The Malian army claimed on Sunday to have repelled four “terrorist” attacks in four localities in the north of the country, including one in the town of Ménaka, surrounded by Islamic State jihadists.
“The Malian Armed Forces (Fama) successively repelled terrorist attacks against four (military) posts in the localities of Labbezagan, Gossi, Tessalit and Ménaka,” said a press release published Sunday evening.
In Ménaka, an important town in the north-east of Mali close to the Nigerien border, “despite a significant concentration of terrorist fighters determined to do battle with our forces, the Fama inflicted a bloody defeat on them with the neutralization of several dozen terrorists and the arrest of around twenty”, assured the Malian army.

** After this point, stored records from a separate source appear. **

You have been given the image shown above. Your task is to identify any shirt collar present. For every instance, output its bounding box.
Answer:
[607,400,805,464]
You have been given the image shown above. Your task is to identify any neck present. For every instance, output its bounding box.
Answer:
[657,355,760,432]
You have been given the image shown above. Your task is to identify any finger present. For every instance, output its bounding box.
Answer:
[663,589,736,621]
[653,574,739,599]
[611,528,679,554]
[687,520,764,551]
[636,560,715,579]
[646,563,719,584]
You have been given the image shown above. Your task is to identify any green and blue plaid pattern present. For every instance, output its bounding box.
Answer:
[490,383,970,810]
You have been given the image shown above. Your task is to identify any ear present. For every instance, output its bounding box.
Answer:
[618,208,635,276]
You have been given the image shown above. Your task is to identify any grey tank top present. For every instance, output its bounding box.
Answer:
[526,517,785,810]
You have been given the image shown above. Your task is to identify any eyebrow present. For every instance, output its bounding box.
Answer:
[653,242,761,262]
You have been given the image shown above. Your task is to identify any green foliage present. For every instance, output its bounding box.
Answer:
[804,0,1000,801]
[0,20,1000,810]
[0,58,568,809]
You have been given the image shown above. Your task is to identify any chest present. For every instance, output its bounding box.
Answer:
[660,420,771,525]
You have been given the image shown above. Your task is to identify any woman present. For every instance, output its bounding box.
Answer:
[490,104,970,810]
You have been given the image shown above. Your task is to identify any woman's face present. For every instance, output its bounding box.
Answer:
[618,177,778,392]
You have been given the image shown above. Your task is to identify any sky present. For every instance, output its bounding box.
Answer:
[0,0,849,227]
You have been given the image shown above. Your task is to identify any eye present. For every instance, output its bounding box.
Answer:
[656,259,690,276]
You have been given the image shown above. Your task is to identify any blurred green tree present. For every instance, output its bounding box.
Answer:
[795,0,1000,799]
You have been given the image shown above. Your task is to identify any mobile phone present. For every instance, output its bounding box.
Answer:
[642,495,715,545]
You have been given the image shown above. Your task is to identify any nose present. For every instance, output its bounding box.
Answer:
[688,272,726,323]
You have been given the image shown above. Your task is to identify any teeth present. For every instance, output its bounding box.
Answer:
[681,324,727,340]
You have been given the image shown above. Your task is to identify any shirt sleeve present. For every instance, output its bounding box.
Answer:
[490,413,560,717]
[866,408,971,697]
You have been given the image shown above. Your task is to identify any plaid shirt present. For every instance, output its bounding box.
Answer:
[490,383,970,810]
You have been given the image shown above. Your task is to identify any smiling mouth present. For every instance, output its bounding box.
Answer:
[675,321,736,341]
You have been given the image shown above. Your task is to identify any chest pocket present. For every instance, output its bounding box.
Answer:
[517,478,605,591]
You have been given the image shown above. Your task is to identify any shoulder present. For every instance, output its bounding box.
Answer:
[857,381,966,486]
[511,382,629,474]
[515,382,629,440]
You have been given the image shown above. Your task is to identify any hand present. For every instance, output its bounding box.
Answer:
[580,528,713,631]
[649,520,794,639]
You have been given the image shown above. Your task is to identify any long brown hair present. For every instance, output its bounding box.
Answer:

The relay antenna of the Orange-Mali telephone operator in the city was damaged during the attack, according to a governorate official, making communications there very difficult.
The collection and verification of information is complicated by the difficulty of accessing remote sites and independent sources in a generally degraded context.
Since 2012, Mali has been plagued by the actions of groups affiliated with Al-Qaeda and the Islamic State organization, violence by proclaimed self-defence groups and banditry. The security crisis is coupled with a profound humanitarian and political crisis.
The north in particular has been plagued by an intensification of military confrontations since August. The withdrawal of the UN mission, pushed out by the ruling junta, triggered a race for control of the territory between the army, jihadists and separatists who have taken up arms against the central state.
The security crisis in this country led by a junta since 2020 has spread to the center as well as to neighbouring Burkina Faso and Niger, two countries also in the hands of military regimes since coups in 2022 and 2023 respectively.